With poems such as 'Birth-Bed' and 'The Snowdrops', he has given me a magical way into the landscape: a lyrical route which helps me to interpret this new place. We are both fascinated by the mysterious hill behind our cottage, and Angel Hill became the title of his most recent collection. So we have coincided in a very natural way, and it has been a joyous experience for me to feel simultaneously close to the landscape (including its mysterious creatures and flowers) and close to my father through reading his poems and attempting to make images out of them. I find now that, as I read the poems, I see pictures forming in front of my eyes. This is similar to the process of looking at the world and imagining how I might use a stick of charcoal to draw a tree or a cloud.
I feel blessed to have had the natural world open up to me through family holidays spent in a cottage in Carrigskeewaun: a remote townland in County Mayo and a profound source of my father’s poetry. Growing up in Belfast this was a very important experience for me. The extreme remoteness, the feeling of being totally immersed in the beautiful wild landscape of Mayo, was wonderful and still is. As a child my father taught me to stop and look, to listen. He taught me the names of birds and flowers, and to be receptive to the beauty of the world in all its detail. His poems do that too. This appreciation of beauty is something I'm trying to pass on to my own children.
Now a new type of collaboration has emerged, thanks to Andrew Moorhouse and his Fine Press Poetry Publications (Andrew brings together poets and artists to produce beautiful limited editions). Our first joint venture was Sea Asters (2014) and the second A Dipper's Range (2016): both rich with flowers and creatures from Carrigskeewaun and Lochalsh. These are, as my father beautifully puts it, our 'soul-landscapes' which we have shared with one another. It has been a challenge to work within the narrow parameters required for printing – each page is printed individually from a metal plate – but I've enjoyed the restrictions. I've had to be strict with myself and try to reduce the large fluid movements which I employ when working with charcoal, and hone the marks down to the bare minimum using pen and ink, whilst still being expressive.

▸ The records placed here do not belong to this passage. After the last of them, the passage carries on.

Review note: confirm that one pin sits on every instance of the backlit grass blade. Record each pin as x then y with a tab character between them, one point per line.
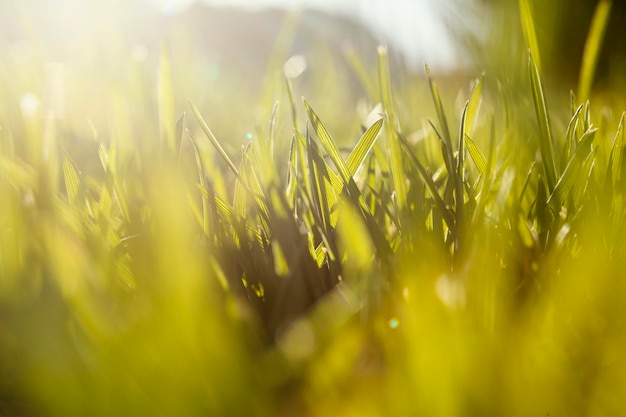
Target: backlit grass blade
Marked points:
432	187
292	178
571	173
592	48
292	104
473	106
546	145
478	158
72	181
382	246
202	178
395	151
317	167
209	134
460	173
363	147
614	172
166	100
178	134
530	34
443	121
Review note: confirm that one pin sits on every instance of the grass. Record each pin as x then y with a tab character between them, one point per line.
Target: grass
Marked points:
468	262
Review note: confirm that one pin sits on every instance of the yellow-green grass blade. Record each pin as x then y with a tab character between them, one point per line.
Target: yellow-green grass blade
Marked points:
292	178
203	181
398	173
72	180
614	172
460	174
530	34
209	134
473	106
292	104
166	100
592	49
478	158
445	136
318	168
363	147
178	133
546	145
240	202
350	186
571	173
430	184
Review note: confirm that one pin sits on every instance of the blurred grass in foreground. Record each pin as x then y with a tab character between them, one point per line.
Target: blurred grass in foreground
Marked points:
455	258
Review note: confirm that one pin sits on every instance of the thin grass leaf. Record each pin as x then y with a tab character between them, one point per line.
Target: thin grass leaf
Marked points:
614	172
292	173
473	106
592	49
478	158
203	181
180	128
398	173
460	174
530	34
570	174
432	187
363	147
443	121
350	187
546	145
72	180
213	140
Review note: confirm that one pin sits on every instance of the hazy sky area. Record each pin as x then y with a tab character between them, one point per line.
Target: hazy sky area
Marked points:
415	27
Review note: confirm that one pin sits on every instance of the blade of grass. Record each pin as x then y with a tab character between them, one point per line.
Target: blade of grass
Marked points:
350	186
614	172
545	135
398	173
209	134
593	45
530	34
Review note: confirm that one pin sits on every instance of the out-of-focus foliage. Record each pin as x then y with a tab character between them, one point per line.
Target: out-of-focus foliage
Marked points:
447	258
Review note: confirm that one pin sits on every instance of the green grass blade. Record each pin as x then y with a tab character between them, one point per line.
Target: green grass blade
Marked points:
614	172
213	140
430	184
395	151
180	128
460	173
473	106
530	34
571	172
443	122
72	180
382	246
592	48
546	145
478	158
363	147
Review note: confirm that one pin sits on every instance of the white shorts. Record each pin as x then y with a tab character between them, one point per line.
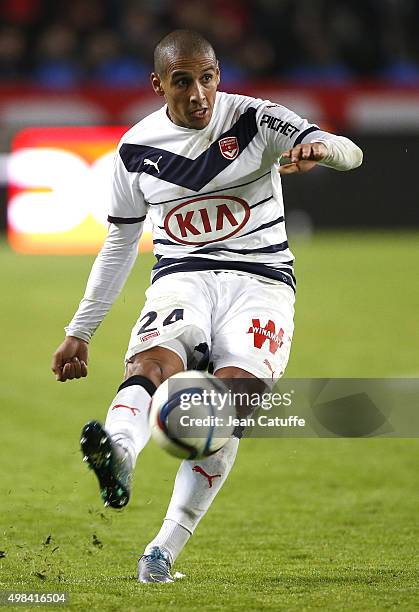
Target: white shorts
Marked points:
226	317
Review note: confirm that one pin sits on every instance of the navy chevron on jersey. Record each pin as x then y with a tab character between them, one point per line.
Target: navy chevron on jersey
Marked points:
214	195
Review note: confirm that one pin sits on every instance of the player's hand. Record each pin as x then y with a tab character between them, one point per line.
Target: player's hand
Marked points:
70	359
303	157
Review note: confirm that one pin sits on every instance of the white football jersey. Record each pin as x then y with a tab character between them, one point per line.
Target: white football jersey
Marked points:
214	195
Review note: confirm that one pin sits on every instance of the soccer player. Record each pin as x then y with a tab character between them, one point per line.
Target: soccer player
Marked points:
205	168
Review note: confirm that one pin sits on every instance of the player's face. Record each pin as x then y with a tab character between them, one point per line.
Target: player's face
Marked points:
189	86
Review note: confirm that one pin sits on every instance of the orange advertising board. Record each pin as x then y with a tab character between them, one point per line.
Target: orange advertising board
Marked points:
59	189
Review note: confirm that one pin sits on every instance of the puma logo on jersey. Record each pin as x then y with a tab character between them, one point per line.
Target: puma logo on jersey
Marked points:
148	162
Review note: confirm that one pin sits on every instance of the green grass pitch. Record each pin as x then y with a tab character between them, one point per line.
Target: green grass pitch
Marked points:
301	524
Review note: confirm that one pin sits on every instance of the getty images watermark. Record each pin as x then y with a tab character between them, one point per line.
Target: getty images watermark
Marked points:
327	407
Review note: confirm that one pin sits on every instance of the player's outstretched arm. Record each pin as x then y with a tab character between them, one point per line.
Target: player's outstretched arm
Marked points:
70	359
332	151
303	157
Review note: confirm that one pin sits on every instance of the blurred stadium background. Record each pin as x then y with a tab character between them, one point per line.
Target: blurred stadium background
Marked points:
350	65
328	521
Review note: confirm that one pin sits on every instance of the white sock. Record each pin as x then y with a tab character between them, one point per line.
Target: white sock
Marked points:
172	537
127	419
196	485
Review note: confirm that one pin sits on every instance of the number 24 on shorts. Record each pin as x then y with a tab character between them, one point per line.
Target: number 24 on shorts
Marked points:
150	317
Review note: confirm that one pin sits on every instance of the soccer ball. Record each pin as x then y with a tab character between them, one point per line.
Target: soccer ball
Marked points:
191	415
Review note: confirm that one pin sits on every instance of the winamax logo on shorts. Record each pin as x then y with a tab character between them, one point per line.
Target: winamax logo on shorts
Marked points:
266	334
207	219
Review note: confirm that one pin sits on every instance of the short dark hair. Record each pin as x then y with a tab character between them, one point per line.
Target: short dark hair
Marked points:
180	42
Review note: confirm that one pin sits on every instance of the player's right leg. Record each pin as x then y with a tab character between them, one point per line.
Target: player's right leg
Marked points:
169	334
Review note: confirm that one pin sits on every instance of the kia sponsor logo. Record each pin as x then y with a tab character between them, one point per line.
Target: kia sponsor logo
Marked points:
207	219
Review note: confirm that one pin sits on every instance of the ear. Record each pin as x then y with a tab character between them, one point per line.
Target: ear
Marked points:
218	74
156	84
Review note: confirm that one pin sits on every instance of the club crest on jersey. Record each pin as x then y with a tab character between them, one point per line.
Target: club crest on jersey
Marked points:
229	147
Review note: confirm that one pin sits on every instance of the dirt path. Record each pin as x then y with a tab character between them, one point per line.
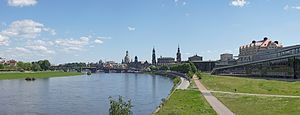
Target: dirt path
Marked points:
184	84
250	94
219	107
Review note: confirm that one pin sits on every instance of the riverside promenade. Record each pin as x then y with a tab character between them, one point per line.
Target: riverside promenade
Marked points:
218	106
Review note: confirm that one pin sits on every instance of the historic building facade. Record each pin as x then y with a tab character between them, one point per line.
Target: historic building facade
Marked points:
195	58
178	55
165	61
153	57
247	52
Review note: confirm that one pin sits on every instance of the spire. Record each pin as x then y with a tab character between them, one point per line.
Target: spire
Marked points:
178	55
153	56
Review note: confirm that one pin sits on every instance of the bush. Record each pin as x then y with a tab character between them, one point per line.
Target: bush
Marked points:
120	107
190	74
199	75
164	67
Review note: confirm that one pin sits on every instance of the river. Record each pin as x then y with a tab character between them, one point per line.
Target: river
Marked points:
82	95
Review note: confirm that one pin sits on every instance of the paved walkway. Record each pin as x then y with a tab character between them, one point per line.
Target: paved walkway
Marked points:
218	106
184	84
250	94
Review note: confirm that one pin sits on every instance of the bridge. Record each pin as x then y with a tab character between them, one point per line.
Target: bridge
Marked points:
287	67
97	69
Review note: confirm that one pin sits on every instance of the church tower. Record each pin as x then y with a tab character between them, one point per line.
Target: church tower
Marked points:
178	55
126	58
153	57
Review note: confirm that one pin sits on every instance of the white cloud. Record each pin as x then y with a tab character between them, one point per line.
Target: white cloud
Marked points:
296	7
40	42
239	3
286	7
21	49
98	41
131	28
21	3
73	44
40	48
3	40
104	38
25	29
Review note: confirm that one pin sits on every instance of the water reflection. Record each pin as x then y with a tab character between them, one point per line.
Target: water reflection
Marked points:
82	94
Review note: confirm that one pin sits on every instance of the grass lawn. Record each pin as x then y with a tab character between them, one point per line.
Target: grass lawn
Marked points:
253	105
248	85
186	102
19	75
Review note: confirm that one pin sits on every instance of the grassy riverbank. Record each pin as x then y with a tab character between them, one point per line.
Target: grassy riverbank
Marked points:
186	102
258	105
254	105
21	75
248	85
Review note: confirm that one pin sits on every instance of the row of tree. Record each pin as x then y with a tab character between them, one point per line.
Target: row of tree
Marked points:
41	65
182	68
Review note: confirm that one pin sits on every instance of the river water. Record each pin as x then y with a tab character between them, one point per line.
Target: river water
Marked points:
82	95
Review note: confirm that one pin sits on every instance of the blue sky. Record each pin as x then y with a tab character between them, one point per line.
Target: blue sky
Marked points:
89	30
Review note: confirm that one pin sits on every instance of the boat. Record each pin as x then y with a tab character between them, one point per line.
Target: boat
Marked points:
89	73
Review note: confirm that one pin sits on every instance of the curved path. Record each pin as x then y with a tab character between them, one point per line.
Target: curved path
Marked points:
184	84
250	94
218	106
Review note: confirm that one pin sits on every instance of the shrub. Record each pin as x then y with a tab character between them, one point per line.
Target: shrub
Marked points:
199	75
120	107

The third book is called Ghetto and is dedicated to Helen Lewis, who survived Auschwitz and Terezín before finding her way to Belfast, where she worked as a choreographer. She taught me dancing as a little girl. I had been thinking about Helen and reading memoirs such as her own wonderful book A Time to Speak and The Night by Elie Wiesel. I needed to do something creative with the emotions I was feeling. This was also the time when we were witnessing the horrendous 21st century suffering of the Syrian refugees. The poem 'Ghetto' was a way in. I nervously sketched out a few images and ideas of how I could present such a complex, powerful poem. I focused on the first three sections. It was an emotional process. I used my daughter Amelia as a model for the little girl in the second section: 'The little girl without a mother behaves like a mother //With her rag doll to whom she explains fear and anguish'. I also used my own photographs and bits and pieces to illustrate the first verse of ‘Ghetto’, which lists items which might be packed when you are abruptly forced to leave home: 'Because you will suffer soon and die, your choices//Are neither right nor wrong'. I believe that we must try to picture ourselves and our families enduring such hell on earth.
Eventually this led to the book Ghetto, with an illustration for each of the poem’s eight sections; also for several more Holocaust poems from previous collections, and a new poem 'Primo's Question'. It was a challenging task but I'm very proud of the book especially as right-wing xenophobia is simmering throughout Europe.
I am very grateful to the Junor Gallery for allowing me to show the drawings alongside the poems they illustrate: the collaboration with my father is a strand of my work which has always been very special to me. I also want to thank Andrew Moorhouse for inviting me to be the illustrator for his beautiful books. Ghetto will be launched in the gallery on Saturday 23 February, the day after the exhibition opens.